If you’re a marginal artist, and by that I mean by income, use the new tools to your advantage, don’t rail against them. You’ve got low streaming payments because few people are listening. Yes, I get it, in the old days you made more with a ten dollar CD, but chances are you wouldn’t have a record deal and wouldn’t be able to play the game at all. And you wouldn’t be able to have direct contact with your fans. Something is lost in every step forward, but the gains outweigh the losses. But that does not mean people won’t bitch. And marginal news outlets won’t gin up headlines to get you excited over nothing.

Spotify ain’t going out of business, it’s quite simple, they are the labels’ biggest customer! Sure, there are strengths on both sides of the aisle, you negotiate to the best of your ability, utilizing your leverage, but putting Spotify out of business would be like refusing to sell through Amazon, and now even Nike does that.
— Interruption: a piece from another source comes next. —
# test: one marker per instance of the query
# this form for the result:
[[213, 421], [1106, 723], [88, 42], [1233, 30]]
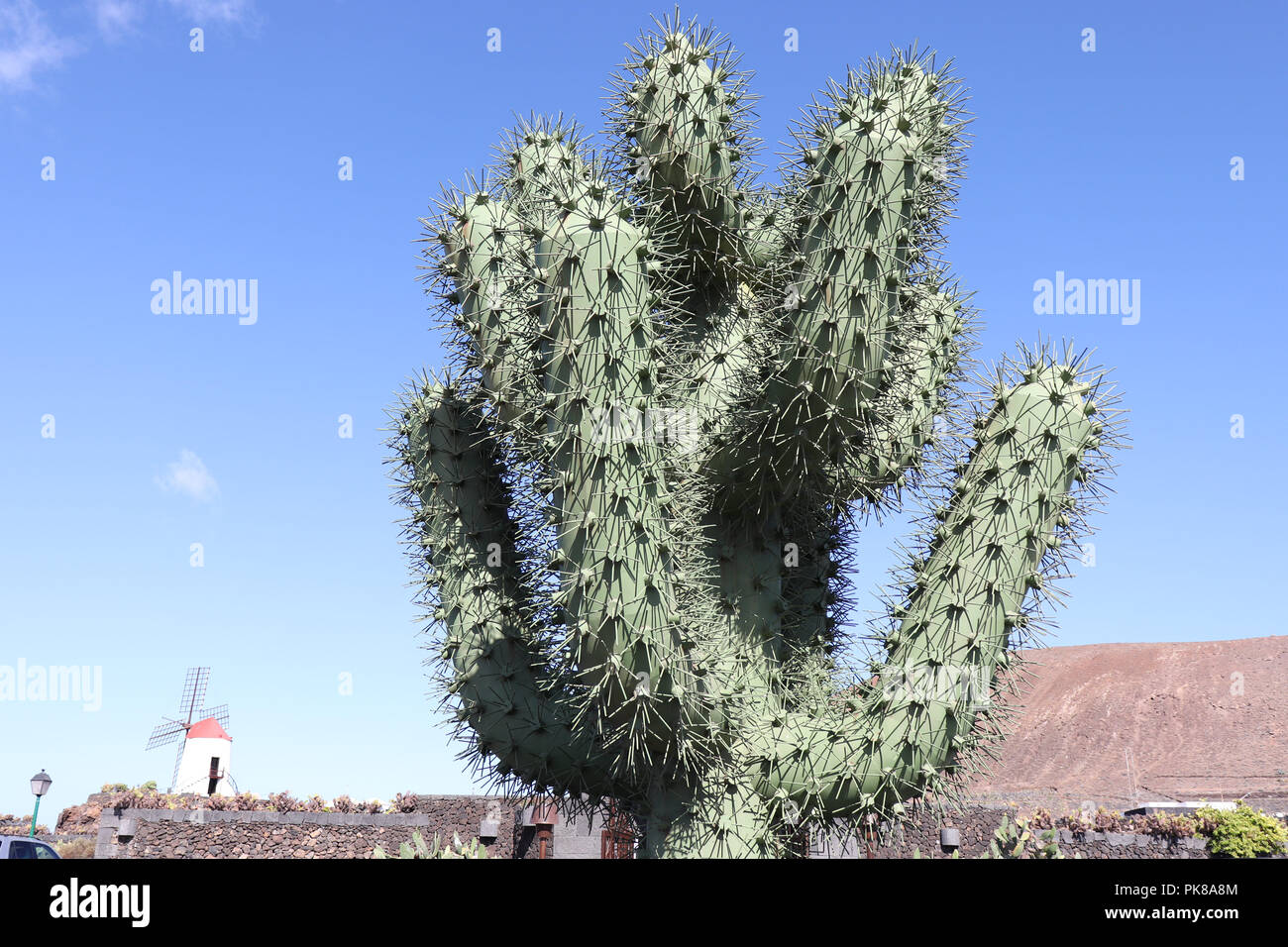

But the problem is musical people speak from their hearts, their emotions, they don’t seem to have a business overview. The labels want Spotify to survive. They want to get paid!

As for all the writers…

You can’t make any money in journalism anymore, and music scribes are the serfs of journalism. On the low end, they’re uneducated nincompoops beholden to artists and labels and on the high end they’re self-publishers trying to sell views, self-anointed experts who are anything but. As for “Billboard,” it decided to play to the public and now it’s neither a trade nor a consumer publication and its charts are so out of touch as to be meaningless. Nicki Minaj is right there, about gaming the numbers by selling merch with the product. Of course this should be outlawed, but she does it too! But why “Billboard” does not go to a straight streaming chart and…

Being #1 is just a circle jerk, a way to make you feel good about yourself. The only question is whether you can sustain, whether you can build a fanbase that will support you. But there’s no chart for that.

And we live in a TMZ world, where it’s about evanescent headlines, as if they meant anything. Ever wonder why the truly rich don’t brag, don’t want people or the government in their business? Only musicians are dumb enough to believe chart numbers count. They’re laughed at by the true players, who drop seven figures for a private while they talk through your performance. Used to be musicians spoke truth to the man, now musicians are slaves to the man, despite believing otherwise. Just like the public they sell to, consumers at the tit of consumption.

So if you’re a musician, know that there’s plenty of money if you gain success. And you gain success on your own terms. But really, it comes down to ticket sales and merch counts, how many fans do you have and how rabid are they, and there’s no “Billboard” chart that illustrates this, as a matter of fact it’s inside information most people are not privy to and the holders of this data don’t want it revealed. They don’t want to talk about papering houses, what really sells, they just want to blow smoke that you believe is truth.

Kinda like the journalism in the music business.